沈念转身走了。走出图书馆的时候,她忍不住回头看了一眼。
他正看着她。
四目相对。
他飞快地移开了视线。
沈念笑了。这是她转学以来,第一次真心地笑。
第三天,她又去了图书馆。
她带了一个橘子。
她走到他旁边,坐下来。
他抬头看了她一眼,没说话。
沈念把橘子放在桌上,推到他面前。
“给你。”
他看了一眼橘子,没动。
“很甜的。”她说。
他还是没动。
沈念把橘子放在他桌上,抱着书走了。
她走到门口的时候,回头看了一眼。
他正在看着那个橘子。
第四天,她到图书馆的时候,发现桌上放着一个橘子。
是她昨天给的那个。皮已经剥好了,一瓣一瓣摆得整整齐齐。
她抬头,看到他坐在远处,正低头看书。
耳朵尖是红的。
沈念拿起一瓣橘子,放进嘴里。
很甜。
比她自己剥的甜。
她不知道为什么会这样。明明是一样的橘子,一样的甜度,但因为他剥的,就觉得不一样。
她吃了一瓣,又一瓣。
吃到第三瓣的时候,她忽然想起一件事——他有洁癖吗?他剥橘子之前洗手了吗?
她看了一眼他的手。
他的手指很干净,指甲修剪得整整齐齐。
应该洗过了吧。
她又吃了一瓣。
从那以后,沈念每天都会带两个橘子。
一个给他,一个给自己。
他从来不说话,也从来不当着她的面吃。但第二天,桌上总会放着一个剥好的橘子。
一瓣一瓣,摆得整整齐齐。
沈念有一次问他:“你剥橘子怎么剥得这么好?”
他看了她一眼:“你剥得不好。”
“我剥得哪里不好了?”
“皮没剥干净。白色的络也没撕掉。”
“那个可以吃。”
“苦。”
“你不吃苦的?”
“不吃。”
“那你吃什么?”
“甜的。”
沈念看着他:“你看起来不像喜欢吃甜的人。”
“为什么?”
“因为你看起来什么都不喜欢吃。”
他没说话。
“那你喜欢吃什么?”沈念又问。
“橘子。”他说。
沈念愣了一下,然后笑了。
他也笑了。
那是沈念第一次看到他笑。不是客气的微笑,不是礼貌性的嘴角上扬,是那种眉眼舒展、眼睛里全是光的笑。
她心跳漏了一拍。
她想,她完了。
日子就这样一天一天地过去。
沈念每天去图书馆,陆砚舟每天也在。她看书,他也看书。她带橘子,他剥橘子。她说话,他听。他不怎么说话,但他听得很认真。她说什么他都听——说她姨妈家的事,说她想考美院的事,说她小时候跟她爸爸去新华书店的事。
他听,然后点头,或者嗯一声。
有时候他会说一句话,很短,但每次都能说到她心坎上。
她说:“我想学建筑,但大家都说女孩子学建筑太累了。”
他说:“你喜欢就行。”
她说:“我爸爸要是还在就好了。”
他说:“他在的。”
“在哪?”
“在你心里。”
沈念的眼眶红了。
她低下头,假装在看書。
他也没有再说话。
两个人就这样并排坐着,谁都不说话,一直坐到图书馆关门。
有一天,沈念问他:“你为什么每天都来图书馆?”
他想了想:“安静。

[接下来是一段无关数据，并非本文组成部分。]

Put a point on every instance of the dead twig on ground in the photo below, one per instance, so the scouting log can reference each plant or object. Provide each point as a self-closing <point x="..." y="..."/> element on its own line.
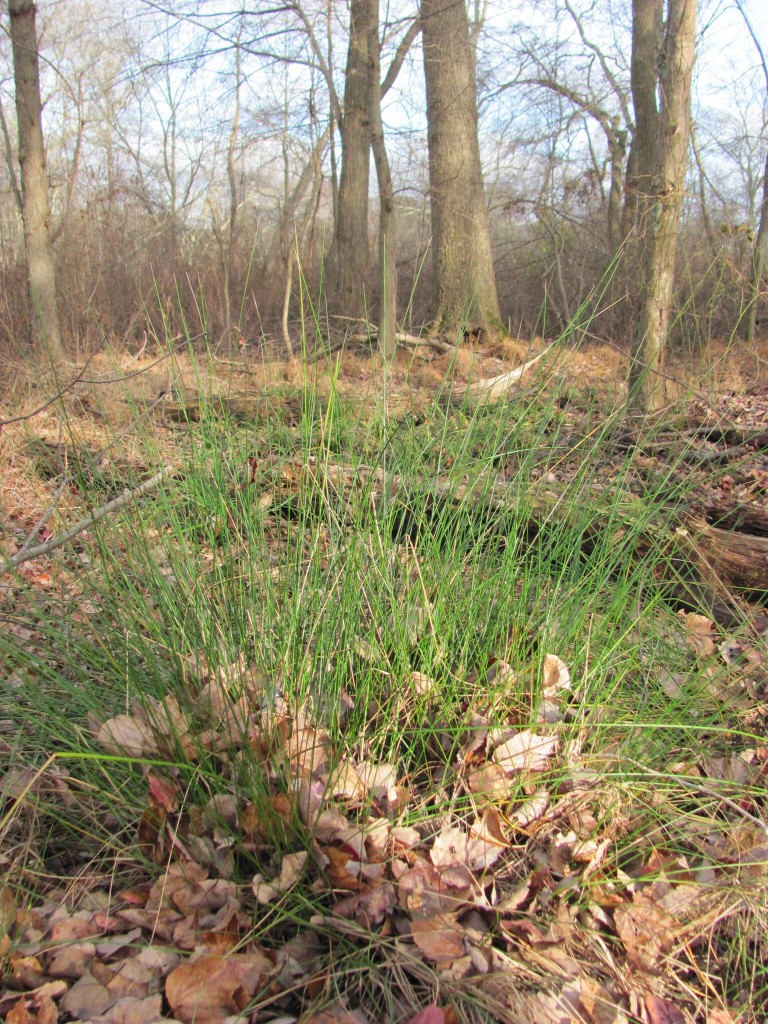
<point x="115" y="505"/>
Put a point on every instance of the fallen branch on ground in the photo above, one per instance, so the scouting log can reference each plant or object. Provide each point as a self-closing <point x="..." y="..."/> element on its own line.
<point x="115" y="505"/>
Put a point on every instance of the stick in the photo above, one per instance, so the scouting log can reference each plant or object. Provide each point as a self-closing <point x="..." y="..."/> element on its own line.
<point x="117" y="503"/>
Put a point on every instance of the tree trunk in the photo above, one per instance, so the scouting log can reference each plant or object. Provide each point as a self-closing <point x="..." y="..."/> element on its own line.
<point x="387" y="266"/>
<point x="462" y="255"/>
<point x="662" y="138"/>
<point x="350" y="254"/>
<point x="758" y="260"/>
<point x="45" y="331"/>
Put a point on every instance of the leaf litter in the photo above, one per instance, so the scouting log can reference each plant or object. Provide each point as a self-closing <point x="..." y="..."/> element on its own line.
<point x="540" y="884"/>
<point x="515" y="892"/>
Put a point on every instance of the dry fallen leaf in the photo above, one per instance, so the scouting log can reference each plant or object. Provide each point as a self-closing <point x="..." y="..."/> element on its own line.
<point x="555" y="677"/>
<point x="126" y="735"/>
<point x="698" y="633"/>
<point x="211" y="988"/>
<point x="290" y="872"/>
<point x="439" y="938"/>
<point x="525" y="752"/>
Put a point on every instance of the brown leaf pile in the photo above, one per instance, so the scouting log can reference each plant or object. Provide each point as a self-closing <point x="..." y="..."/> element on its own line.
<point x="510" y="887"/>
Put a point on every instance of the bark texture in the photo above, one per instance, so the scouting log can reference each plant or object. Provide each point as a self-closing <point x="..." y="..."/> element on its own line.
<point x="462" y="255"/>
<point x="662" y="134"/>
<point x="44" y="325"/>
<point x="387" y="265"/>
<point x="350" y="255"/>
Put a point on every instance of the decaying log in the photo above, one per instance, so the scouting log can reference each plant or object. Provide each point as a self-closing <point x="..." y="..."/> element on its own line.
<point x="696" y="563"/>
<point x="493" y="388"/>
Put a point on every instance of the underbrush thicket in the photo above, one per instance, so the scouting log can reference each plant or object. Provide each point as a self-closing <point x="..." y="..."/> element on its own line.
<point x="397" y="587"/>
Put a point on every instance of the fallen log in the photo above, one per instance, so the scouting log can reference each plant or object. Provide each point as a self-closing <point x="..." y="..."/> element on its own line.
<point x="701" y="566"/>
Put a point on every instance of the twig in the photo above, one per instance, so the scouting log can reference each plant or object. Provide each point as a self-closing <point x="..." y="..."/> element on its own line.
<point x="117" y="503"/>
<point x="44" y="517"/>
<point x="59" y="394"/>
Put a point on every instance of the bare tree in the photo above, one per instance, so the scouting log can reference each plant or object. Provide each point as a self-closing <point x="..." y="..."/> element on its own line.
<point x="759" y="243"/>
<point x="350" y="254"/>
<point x="462" y="254"/>
<point x="41" y="275"/>
<point x="663" y="57"/>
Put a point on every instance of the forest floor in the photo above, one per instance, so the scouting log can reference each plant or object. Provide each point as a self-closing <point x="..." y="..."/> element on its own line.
<point x="354" y="705"/>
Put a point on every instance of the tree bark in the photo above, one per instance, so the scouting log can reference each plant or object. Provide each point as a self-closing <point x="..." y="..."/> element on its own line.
<point x="662" y="136"/>
<point x="462" y="254"/>
<point x="44" y="325"/>
<point x="350" y="255"/>
<point x="387" y="266"/>
<point x="758" y="260"/>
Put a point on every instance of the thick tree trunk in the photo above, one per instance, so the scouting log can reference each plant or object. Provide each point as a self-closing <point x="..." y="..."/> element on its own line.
<point x="45" y="330"/>
<point x="350" y="253"/>
<point x="387" y="266"/>
<point x="758" y="260"/>
<point x="462" y="255"/>
<point x="662" y="138"/>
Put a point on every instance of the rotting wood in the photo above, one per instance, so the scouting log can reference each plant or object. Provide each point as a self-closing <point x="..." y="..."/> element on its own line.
<point x="698" y="564"/>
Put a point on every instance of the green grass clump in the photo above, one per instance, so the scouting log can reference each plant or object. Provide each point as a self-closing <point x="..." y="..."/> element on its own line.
<point x="346" y="557"/>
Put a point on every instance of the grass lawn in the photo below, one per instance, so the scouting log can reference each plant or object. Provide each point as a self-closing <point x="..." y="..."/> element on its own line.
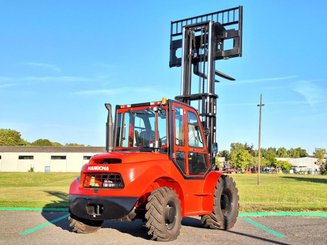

”
“你在家不能看书吗?”
“不能。”
“为什么?”
他没回答。
沈念后来才知道,他舅舅家很吵。他舅舅陆志远开了一家小超市,每天都有来来往往的人。他表弟表妹才上小学,在家里跑来跑去,大呼小叫。他没有自己的房间,睡在客厅的沙发上。每天晚上,他都要等所有人都睡了才能安静下来看书。
图书馆是他唯一能安静待着的地方。
沈念知道这件事之后,第二天多带了一个橘子。
“今天怎么多了一个?”他问。
“给你的。”
“昨天不是给过了?”
“那是昨天的。这是今天的。”
他看着她,接过橘子。
“沈念。”
“嗯。”
“谢谢。”
沈念愣了一下。这是她第一次听他说“谢谢”。
“不客气。”她说。
她低下头,假装看书,嘴角弯着,弯了很久。
那年夏天过得很慢,又很快。
慢到沈念觉得每一天都像一年。快到一转眼,暑假就来了。
暑假的时候,图书馆关门了。
沈念不知道去哪里找他。
她每天在家看书,画图,发呆。她画了很多张速写——青溪镇的街道、石桥、老宅、河边的香樟树。她画得最好的一张,是一个男生的侧影——很高,很瘦,坐在窗边,逆光,看不清表情。
她没有给任何人看。她把那张画夹在《中国古建筑二十讲》里,放在枕头底下。
有一天下午,沈念去镇上买东西,经过石桥的时候,看到了他。
他站在桥上,看着河面,手里拿着一本书。
沈念的心跳加速了。
她犹豫了一下,走过去。
“陆砚舟。”
他转过身,看到她,表情没有变化,但他的眼睛亮了一下。
“你怎么在这?”她问。
“看书。”
“在家不能看?”
他没说话。
沈念明白了——他舅舅家太吵。
“那你每天都来?”
“嗯。”
“什么时候来?”
“下午。”
“那我明天也来。”
他看着她:“你来干什么?”
“我也看书。”
“你看什么书?”
“你想让我看什么书?”
他想了想,从书包里抽出一本书,递给她。
沈念接过来——《建筑:形式、空间和秩序》。
“这是大学的教材。”她说。
“嗯。”
“我看不懂怎么办?”
“我帮你。”
沈念看着他:“你会建筑?”
“不会。”他说,“但我可以学。”
沈念愣住了。
她不知道他说的“我可以学”是什么意思。是学建筑,然后教她?还是学怎么帮她?
她没有问。
她只是把书抱在怀里,说:“好。”
那天下午,他们一起坐在石桥上。
他看他的经济学,她看她的建筑学。偶尔她会问他一个词的意思,他会解释给她听。他的解释很简单,很清楚,比书上写的容易懂。
河面上吹来风,带着香樟树的味道。
沈念靠着桥栏,看他低头看书的样子。阳光从树叶的缝隙里漏下来,落在他的脸上,明明暗暗。
“陆砚舟。”
“嗯。”
“你以后想做什么?”
他想了想:“赚钱。”
“赚钱做什么?”
“离开这里。”
沈念沉默了。她知道他说的是离开他舅舅家。
“你呢?”他问。
“我想学建筑。”
“那就学。”
“学建筑要上美院,美院要艺考,艺考要花钱。”沈念说,“我没钱。”
他看了她一眼:“钱的事,你不用操心。”
“为什么?”
“因为我会赚。”
沈念看着他:“你赚了钱给我花?”
他没说话,耳朵红了。
沈念笑了:“陆砚舟,你是不是想对我好?”
“不是想。”他说。
“那是什么?”
“是在做。”
沈念的心跳漏了一拍。
她没有再问。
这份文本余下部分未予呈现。